Federal Reserve leaders appear poised to raise interest rates amidst growing concern about the bank’s credibility.
“Some participants believed that it would be appropriate to raise the target range for the federal funds rate relatively soon,” if the economy stays on track, according to minutes released Wednesday from the Fed’s meeting in late September.
The Fed appeared divided at its September meeting when it decided not to raise interest rates. Three of the 12 voting members on the Fed’s committee voted in favor of raising rates — an unusually high amount of dissent.
The Fed’s next two-day meeting is November 1-2. However, almost no one believes the Fed will raise rates one week before the U.S. election, even though Fed Chair Janet Yellen stresses that the election doesn’t influence its decisions.
Wall Street bets there’s a 10% chance of a rate hike in November, but it’s betting on a 63% chance of a December rate hike, according to CME Group.

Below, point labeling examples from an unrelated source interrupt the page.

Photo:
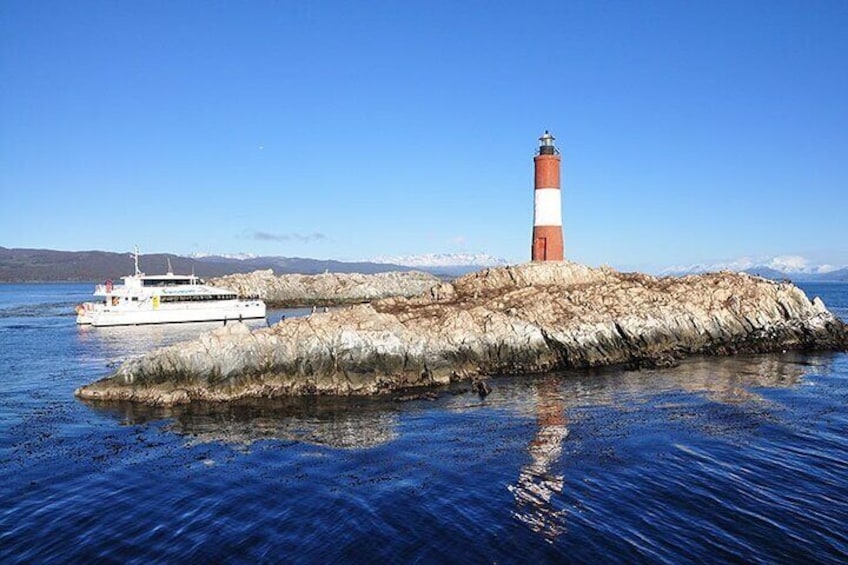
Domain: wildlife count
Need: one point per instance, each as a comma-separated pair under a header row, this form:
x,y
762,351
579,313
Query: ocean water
x,y
717,460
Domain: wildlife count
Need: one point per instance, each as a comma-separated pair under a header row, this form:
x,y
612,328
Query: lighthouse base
x,y
547,244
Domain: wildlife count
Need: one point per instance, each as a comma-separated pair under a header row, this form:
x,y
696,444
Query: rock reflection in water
x,y
538,486
338,423
538,492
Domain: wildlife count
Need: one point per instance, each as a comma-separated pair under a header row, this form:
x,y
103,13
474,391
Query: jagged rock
x,y
328,289
530,318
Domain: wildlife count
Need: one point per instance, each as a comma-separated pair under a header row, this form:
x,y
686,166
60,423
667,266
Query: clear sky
x,y
690,131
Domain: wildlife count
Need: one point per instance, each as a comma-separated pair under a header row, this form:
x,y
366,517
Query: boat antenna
x,y
135,256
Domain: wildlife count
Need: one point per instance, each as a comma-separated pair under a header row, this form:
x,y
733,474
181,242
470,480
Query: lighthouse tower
x,y
547,209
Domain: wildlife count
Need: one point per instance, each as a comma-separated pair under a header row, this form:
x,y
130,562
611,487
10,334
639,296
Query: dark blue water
x,y
737,459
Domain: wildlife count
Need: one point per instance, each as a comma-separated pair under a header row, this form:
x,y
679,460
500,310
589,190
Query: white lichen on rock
x,y
529,318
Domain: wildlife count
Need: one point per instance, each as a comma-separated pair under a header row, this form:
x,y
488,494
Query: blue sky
x,y
690,131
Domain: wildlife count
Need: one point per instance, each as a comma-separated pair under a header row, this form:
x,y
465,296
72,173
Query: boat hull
x,y
99,316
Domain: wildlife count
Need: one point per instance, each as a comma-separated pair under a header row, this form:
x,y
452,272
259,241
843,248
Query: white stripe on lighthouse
x,y
547,209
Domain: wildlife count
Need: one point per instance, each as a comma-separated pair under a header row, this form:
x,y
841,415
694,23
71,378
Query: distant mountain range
x,y
24,265
792,268
454,264
44,265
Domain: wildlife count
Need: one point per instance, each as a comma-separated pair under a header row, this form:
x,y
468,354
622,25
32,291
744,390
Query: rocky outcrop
x,y
328,289
514,320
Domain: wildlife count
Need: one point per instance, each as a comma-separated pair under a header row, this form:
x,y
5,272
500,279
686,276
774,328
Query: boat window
x,y
166,282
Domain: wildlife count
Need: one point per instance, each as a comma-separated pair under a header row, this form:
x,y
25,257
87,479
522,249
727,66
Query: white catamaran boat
x,y
164,299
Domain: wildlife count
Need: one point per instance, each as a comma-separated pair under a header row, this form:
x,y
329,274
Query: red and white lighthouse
x,y
547,209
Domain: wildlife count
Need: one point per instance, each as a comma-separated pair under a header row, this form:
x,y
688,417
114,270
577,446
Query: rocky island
x,y
328,289
530,318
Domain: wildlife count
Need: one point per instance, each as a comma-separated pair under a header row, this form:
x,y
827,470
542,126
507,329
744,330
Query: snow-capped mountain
x,y
236,256
444,260
782,264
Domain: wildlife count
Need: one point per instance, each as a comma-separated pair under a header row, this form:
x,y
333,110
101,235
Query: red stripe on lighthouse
x,y
547,210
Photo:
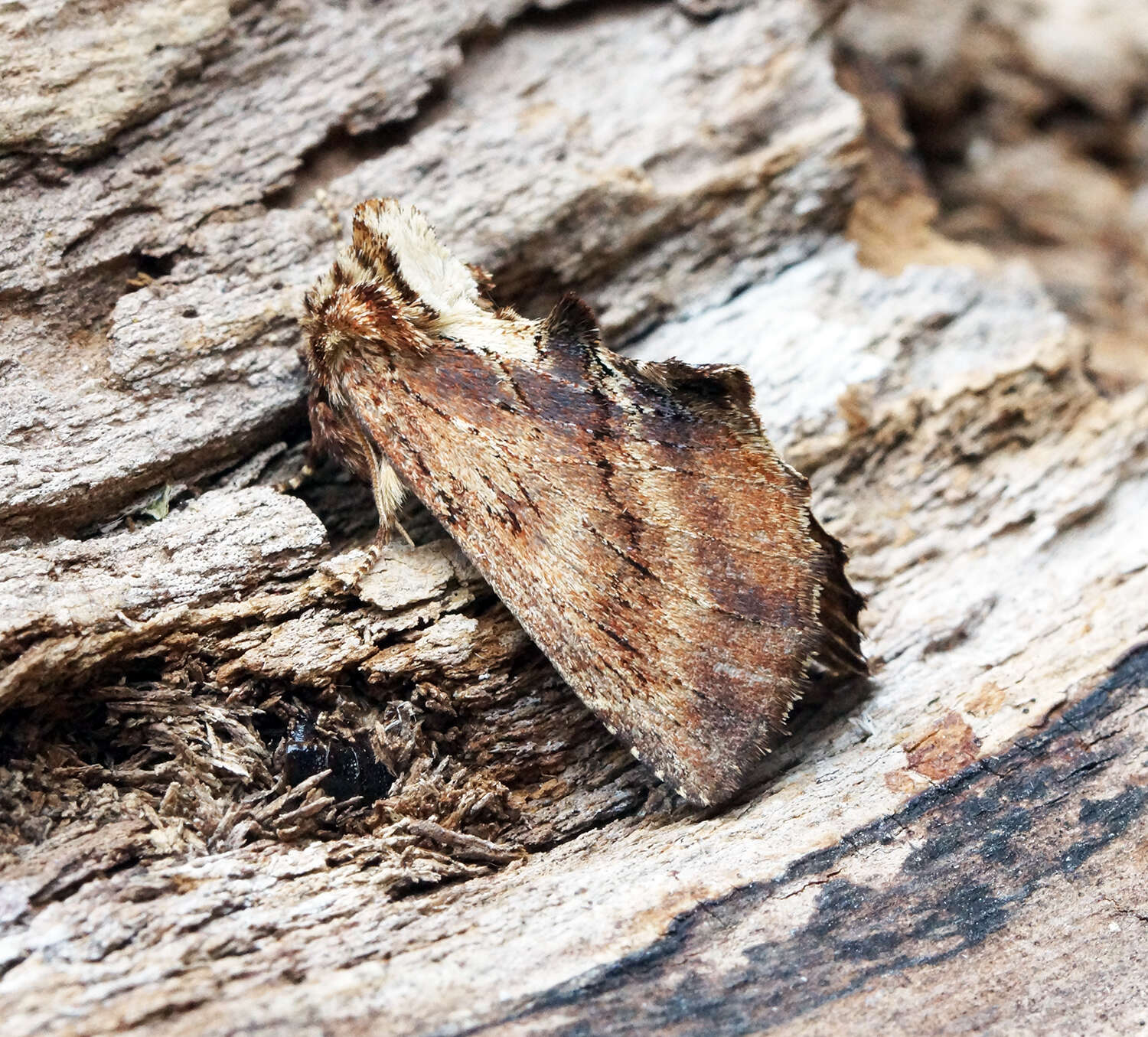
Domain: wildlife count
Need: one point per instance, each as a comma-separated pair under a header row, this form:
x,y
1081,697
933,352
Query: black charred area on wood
x,y
980,846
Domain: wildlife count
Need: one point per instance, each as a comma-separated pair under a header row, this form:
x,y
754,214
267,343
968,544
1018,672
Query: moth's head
x,y
390,289
351,318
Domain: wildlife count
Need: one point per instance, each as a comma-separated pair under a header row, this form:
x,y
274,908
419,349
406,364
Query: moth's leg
x,y
388,491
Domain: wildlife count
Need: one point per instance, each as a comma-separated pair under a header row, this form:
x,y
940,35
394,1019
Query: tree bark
x,y
957,844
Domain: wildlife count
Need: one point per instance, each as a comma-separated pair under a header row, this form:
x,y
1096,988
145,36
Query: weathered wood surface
x,y
957,846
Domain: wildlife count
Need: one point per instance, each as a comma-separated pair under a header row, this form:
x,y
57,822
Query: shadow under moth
x,y
631,516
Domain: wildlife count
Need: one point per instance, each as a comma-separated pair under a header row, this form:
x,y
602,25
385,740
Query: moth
x,y
631,516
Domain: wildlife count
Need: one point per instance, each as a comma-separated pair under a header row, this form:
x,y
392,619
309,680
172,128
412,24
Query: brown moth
x,y
631,516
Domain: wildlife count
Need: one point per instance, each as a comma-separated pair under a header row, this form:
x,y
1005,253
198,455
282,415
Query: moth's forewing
x,y
633,517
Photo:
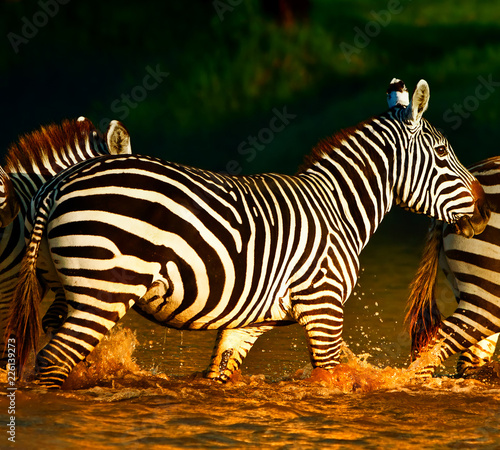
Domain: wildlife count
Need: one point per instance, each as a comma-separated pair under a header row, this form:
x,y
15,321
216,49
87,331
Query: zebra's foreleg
x,y
78,336
231,347
477,355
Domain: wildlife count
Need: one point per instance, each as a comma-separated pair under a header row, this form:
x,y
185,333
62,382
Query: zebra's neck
x,y
42,154
356,169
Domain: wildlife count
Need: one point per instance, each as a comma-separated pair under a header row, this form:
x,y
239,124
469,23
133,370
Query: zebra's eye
x,y
441,150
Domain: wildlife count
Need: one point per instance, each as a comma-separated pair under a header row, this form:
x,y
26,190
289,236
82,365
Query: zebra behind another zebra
x,y
192,249
34,159
472,267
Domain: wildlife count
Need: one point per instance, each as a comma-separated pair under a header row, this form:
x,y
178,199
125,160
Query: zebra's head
x,y
431,180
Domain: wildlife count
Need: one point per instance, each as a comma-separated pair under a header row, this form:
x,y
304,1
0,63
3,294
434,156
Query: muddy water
x,y
139,390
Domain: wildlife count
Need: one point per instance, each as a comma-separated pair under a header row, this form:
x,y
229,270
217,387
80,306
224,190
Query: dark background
x,y
231,62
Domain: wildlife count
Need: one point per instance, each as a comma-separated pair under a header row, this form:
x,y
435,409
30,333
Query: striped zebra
x,y
472,268
36,158
192,249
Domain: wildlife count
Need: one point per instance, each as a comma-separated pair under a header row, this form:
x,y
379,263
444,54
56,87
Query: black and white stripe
x,y
33,160
192,249
472,267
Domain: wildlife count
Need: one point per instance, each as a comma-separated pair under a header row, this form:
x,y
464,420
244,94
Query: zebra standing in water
x,y
191,249
34,159
472,268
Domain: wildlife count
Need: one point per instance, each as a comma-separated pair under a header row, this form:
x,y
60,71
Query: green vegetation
x,y
225,77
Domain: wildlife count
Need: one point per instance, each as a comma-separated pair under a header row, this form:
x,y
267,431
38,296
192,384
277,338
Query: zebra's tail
x,y
24,318
423,317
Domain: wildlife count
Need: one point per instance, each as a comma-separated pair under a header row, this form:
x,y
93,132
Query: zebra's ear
x,y
118,139
419,101
9,206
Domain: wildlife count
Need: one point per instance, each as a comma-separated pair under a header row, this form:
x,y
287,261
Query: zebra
x,y
34,159
192,249
472,268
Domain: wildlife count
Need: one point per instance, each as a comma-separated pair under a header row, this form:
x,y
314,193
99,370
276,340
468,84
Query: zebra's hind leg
x,y
231,347
477,355
78,336
323,323
454,335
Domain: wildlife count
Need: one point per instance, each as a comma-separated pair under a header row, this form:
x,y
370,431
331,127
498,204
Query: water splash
x,y
111,359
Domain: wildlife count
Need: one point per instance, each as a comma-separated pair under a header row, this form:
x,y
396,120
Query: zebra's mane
x,y
54,141
327,146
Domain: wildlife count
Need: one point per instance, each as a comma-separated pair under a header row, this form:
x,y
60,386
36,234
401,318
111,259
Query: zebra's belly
x,y
169,303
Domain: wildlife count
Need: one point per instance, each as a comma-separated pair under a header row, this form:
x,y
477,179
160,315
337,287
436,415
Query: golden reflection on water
x,y
138,389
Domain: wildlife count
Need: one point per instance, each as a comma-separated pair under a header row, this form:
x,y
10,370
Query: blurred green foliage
x,y
226,76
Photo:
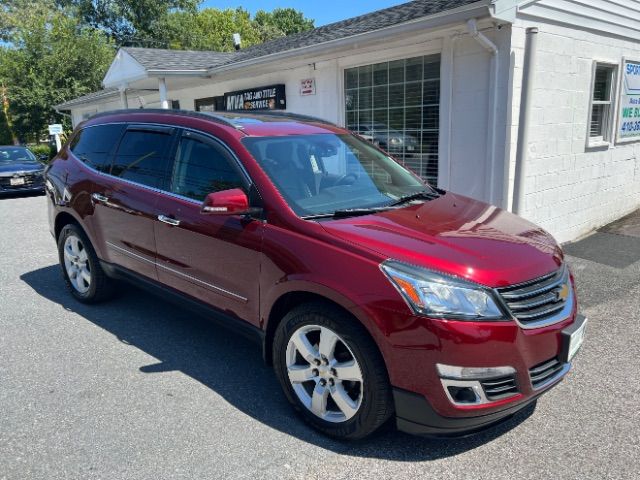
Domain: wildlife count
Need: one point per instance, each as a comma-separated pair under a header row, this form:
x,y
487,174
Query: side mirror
x,y
226,202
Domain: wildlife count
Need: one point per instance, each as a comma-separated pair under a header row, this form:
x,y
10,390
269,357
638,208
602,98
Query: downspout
x,y
472,28
162,88
525,118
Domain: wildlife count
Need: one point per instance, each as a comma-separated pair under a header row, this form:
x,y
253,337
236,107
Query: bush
x,y
43,149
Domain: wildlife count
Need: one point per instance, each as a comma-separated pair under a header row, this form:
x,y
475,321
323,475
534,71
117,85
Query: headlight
x,y
441,296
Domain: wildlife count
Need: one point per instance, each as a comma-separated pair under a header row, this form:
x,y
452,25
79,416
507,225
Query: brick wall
x,y
571,188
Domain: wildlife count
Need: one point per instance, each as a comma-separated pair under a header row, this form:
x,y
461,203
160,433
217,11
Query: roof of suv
x,y
258,123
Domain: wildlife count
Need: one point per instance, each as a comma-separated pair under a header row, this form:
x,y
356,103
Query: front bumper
x,y
415,413
416,416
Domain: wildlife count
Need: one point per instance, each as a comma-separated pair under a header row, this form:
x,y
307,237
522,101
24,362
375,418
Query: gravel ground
x,y
140,389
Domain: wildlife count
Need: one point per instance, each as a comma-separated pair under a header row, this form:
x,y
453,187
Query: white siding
x,y
571,189
611,17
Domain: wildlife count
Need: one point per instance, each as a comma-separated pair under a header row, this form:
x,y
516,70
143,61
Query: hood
x,y
8,169
456,235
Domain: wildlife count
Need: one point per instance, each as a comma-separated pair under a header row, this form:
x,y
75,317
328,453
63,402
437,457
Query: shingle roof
x,y
352,26
160,59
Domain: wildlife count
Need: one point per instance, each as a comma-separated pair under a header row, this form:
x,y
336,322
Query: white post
x,y
522,149
123,97
162,87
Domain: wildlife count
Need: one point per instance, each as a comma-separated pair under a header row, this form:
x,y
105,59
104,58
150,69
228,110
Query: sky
x,y
322,11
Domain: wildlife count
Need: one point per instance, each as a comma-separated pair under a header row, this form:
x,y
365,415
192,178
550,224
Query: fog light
x,y
463,394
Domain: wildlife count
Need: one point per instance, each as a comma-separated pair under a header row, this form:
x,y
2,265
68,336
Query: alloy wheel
x,y
324,373
76,263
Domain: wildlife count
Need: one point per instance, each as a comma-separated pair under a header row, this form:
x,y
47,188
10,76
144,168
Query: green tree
x,y
207,29
212,29
281,22
129,22
51,57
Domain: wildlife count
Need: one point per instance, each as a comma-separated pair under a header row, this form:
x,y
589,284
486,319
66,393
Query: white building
x,y
465,92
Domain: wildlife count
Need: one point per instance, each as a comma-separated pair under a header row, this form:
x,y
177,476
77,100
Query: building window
x,y
601,120
396,105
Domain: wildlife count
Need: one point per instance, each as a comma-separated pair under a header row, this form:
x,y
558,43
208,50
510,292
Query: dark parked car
x,y
20,170
374,296
389,139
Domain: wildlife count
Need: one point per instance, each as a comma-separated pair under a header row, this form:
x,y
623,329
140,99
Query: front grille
x,y
498,388
538,300
544,372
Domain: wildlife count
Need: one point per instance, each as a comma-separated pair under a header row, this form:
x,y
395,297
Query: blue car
x,y
20,170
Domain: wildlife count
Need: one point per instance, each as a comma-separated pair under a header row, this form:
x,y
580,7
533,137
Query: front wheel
x,y
332,372
81,268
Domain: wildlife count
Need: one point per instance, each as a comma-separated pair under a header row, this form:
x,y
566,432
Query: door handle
x,y
99,198
169,220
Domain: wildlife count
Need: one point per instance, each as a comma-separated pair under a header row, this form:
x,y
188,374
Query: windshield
x,y
324,173
15,155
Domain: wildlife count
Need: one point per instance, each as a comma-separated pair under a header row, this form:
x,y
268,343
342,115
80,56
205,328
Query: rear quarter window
x,y
143,156
95,145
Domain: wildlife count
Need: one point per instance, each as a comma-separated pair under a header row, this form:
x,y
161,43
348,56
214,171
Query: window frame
x,y
607,138
169,130
207,139
179,130
403,158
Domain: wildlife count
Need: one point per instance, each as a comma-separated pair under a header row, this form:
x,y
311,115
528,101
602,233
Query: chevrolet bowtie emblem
x,y
563,292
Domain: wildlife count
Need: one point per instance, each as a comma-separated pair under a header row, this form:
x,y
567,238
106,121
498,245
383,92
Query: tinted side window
x,y
95,145
202,168
143,156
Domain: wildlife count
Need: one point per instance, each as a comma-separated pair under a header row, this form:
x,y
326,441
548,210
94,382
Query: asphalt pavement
x,y
138,388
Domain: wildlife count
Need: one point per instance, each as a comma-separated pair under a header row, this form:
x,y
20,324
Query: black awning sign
x,y
261,98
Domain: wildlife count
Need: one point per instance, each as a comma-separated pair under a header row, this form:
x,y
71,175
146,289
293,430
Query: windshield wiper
x,y
426,194
349,212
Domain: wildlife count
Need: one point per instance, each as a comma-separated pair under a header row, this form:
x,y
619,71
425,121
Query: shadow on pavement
x,y
9,195
232,366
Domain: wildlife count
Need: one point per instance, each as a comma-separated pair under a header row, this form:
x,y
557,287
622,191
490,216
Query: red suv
x,y
374,295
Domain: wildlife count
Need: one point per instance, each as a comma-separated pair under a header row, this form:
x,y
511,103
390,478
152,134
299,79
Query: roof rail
x,y
220,117
284,115
184,113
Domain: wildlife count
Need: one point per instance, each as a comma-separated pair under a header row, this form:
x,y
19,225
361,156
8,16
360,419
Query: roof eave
x,y
67,106
482,8
169,72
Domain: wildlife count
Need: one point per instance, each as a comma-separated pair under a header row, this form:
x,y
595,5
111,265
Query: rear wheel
x,y
81,269
331,371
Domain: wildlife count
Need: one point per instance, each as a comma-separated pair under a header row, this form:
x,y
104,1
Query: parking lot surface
x,y
138,388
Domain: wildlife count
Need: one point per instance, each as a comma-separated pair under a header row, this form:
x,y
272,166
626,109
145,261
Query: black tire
x,y
376,406
101,287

The Fed minutes also noted: “Several participants expressed concern that continuing to delay an increase in the target range…risked eroding its credibility.”
Translation: We could have a credibility problem if we don’t raise rates soon.
The word “credibility” appeared four times in the minutes from the September meeting. In every previous meeting this year it was either never mentioned or only mentioned once. For years, most Fed leaders have dismissed any notion of a credibility problem.
Many economists and investors already believe the Fed has a credibility problem. At the beginning of the year, Fed leaders projected raising rates four times. But after a slew of setbacks — low oil prices, fears of China’s downturn and a slight hiring slowdown in the U.S. — the Fed has now dialed down to one rate hike.
Fed leaders also give speeches far more often now than in past decades when Alan Greenspan led the central bank. Often, some Fed officials will argue for raising rates while others will say the Fed should wait, leaving the public confused.
The Fed raised its key interest rate in December 2015 for the first time in nearly a decade. Former Fed Chair Ben Bernanke put rates at zero in December 2008 to help the economy during the financial crisis. But given that the economy is no longer in a crisis, many economists believe it’s time to raise rates back to normal levels.
Yellen is set to deliver a speech on Friday that should help clarify the Fed’s plans going into the end of the year.